Isaías 51:11 . Los redimidos del Señor volverán. Estas palabras proporcionaron un gran consuelo a los judíos, bajo la opresión babilónica; pero darán aún mayor consuelo a la iglesia en los últimos días, cuando muchas naciones llegarán al evangelio de Sion, edificado sobre las cimas de los montes. Los predicadores mejoran y aplican estas palabras a los penitentes que buscan al Señor, que enjuga sus lágrimas y llena a los contritos de gozo eterno.

Isaías 51:20 . Como toro salvaje en una red, están llenos del furor del Señor. No hay mejor figura que un toro enfurecido para describir un ejército malvado al que no se le dará cuartel. A menudo se han abierto paso entre la masa de sus compañeros soldados, como cuando las trompetas de Gedeón sonaban detrás de los madianitas. Pero el que repose en Sion, no se apresure. Isaías 28:16 .

REFLEXIONES.

Obviamente, este y los siguientes capítulos comprenden el mismo tema y, a menudo, con las mismas palabras. Hubo cuatro cautiverios de la nación judía, el egipcio, el asirio, el babilónico, y su dispersión actual, que Abarbanal, en Isaías 49:1 , llama el cautiverio romano. Vitringa dice, Censet Abarbanal profetam hic transitum facere a Liberatione ex exilo Babylonico ad Liberationem exilo Romano.

Israel amenazado con la vara, Israel languideciendo en Babilonia, e Israel bajo la larga y lúgubre dispersión de los romanos, son llamados aquí a mirar a la roca de donde fueron tallados, y ver lo que hizo Dios al llamar a Abraham y al dar un heredero del mundo por esas dos personas justas, cuyos cuerpos estaban casi muertos. Por lo tanto, el mismo Dios todavía puede repetir sus misericordias a la simiente prometida. Cuando un buen hombre está en problemas, la idea de lo que Dios ha hecho por sus padres religiosos envalentona su confianza en la roca de sus padres.

Ciertamente el Señor cumplirá su palabra: consolará a Sion, convertirá su desierto en Edén, y sus lugares desolados como huerto del Señor. Esta promesa consoló al pueblo de Babilonia; sin embargo, como Judea nunca recuperó la gloria que Salomón derramó sobre ella; y así como Antíoco Epífanes y los romanos profanaron terriblemente el santuario, lo cual es contrario a la promesa de que los inmundos y los incircuncisos no lo contaminarán, Isaías 52:1 , el Mesías habló aquí de algo más que la liberación de Babilonia, porque dice una ley, la ley evangélica procederá de mí; en consecuencia, debe hablar de los últimos días, cuando los hebreos exiliados gozarán de más gloria de la que jamás vieron sus padres.

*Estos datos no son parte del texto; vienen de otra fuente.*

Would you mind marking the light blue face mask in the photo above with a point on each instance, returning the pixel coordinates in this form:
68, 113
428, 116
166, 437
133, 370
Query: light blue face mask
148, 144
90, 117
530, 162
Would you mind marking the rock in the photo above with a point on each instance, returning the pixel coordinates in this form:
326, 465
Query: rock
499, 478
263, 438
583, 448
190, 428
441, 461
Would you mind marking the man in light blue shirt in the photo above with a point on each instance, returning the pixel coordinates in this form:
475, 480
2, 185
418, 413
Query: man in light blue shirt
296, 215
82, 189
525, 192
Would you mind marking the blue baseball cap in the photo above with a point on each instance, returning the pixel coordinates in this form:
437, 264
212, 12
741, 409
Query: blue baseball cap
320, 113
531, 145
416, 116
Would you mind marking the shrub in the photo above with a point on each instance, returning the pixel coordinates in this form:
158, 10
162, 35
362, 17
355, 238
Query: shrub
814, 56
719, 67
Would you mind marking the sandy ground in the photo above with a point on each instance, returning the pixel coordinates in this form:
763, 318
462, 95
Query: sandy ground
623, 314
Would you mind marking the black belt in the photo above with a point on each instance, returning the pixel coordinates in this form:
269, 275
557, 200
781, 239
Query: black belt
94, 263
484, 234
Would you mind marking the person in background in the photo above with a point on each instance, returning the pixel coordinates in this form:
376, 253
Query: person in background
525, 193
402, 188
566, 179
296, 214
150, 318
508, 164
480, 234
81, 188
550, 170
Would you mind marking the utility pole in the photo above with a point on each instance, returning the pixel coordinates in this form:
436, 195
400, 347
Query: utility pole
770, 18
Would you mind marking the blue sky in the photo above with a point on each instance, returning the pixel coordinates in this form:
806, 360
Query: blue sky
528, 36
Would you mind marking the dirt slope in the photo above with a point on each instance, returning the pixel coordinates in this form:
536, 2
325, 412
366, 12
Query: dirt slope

Entonces las islas lo esperarán, todas las naciones gentiles confiarán en él, y todos los enemigos de la verdad, que se desvanecen como humo o se inquietan como un vestido, perecerán bajo el disgusto del cielo. No hay texto que hable del milenio pero habla de los terrores de Dios sobre el mundo incrédulo. El cambio será tan grande, que de alguna manera se le puede llamar un cielo nuevo y una tierra nueva.

La iglesia, al escuchar estas buenas nuevas, le ruega al Señor que se apresure. Despierta, despierta, vístete de fuerza, oh brazo del Señor, como cuando hiriste a Rahab y heriste a Faraón como al dragón del mar. Así también en el capítulo once, que habla de la restauración de los judíos, el Señor promete liberar a su pueblo con el poder que derrotó a los egipcios. Los redimidos del Señor volverán y vendrán a Sion con cánticos y gozo eterno.

Dios da una pronta respuesta al clamor de su pueblo afligido. Yo, aun yo, soy el que os consuela. Yo que puse los cimientos de la tierra y que dividí el mar. Por eso te ruego que no tengas miedo de los hombres que morirán. Por tanto, despierta, oh Jerusalén; recupérate de tu estupor, ocasionado por mi amarga copa, que desde ahora será bebida por tus enemigos, y nunca más por ti. Los mensajeros te traerán buenas nuevas, no solo de la liberación de Babilonia, sino de la restauración de la Sion cristiana, la ciudad de gloria y belleza.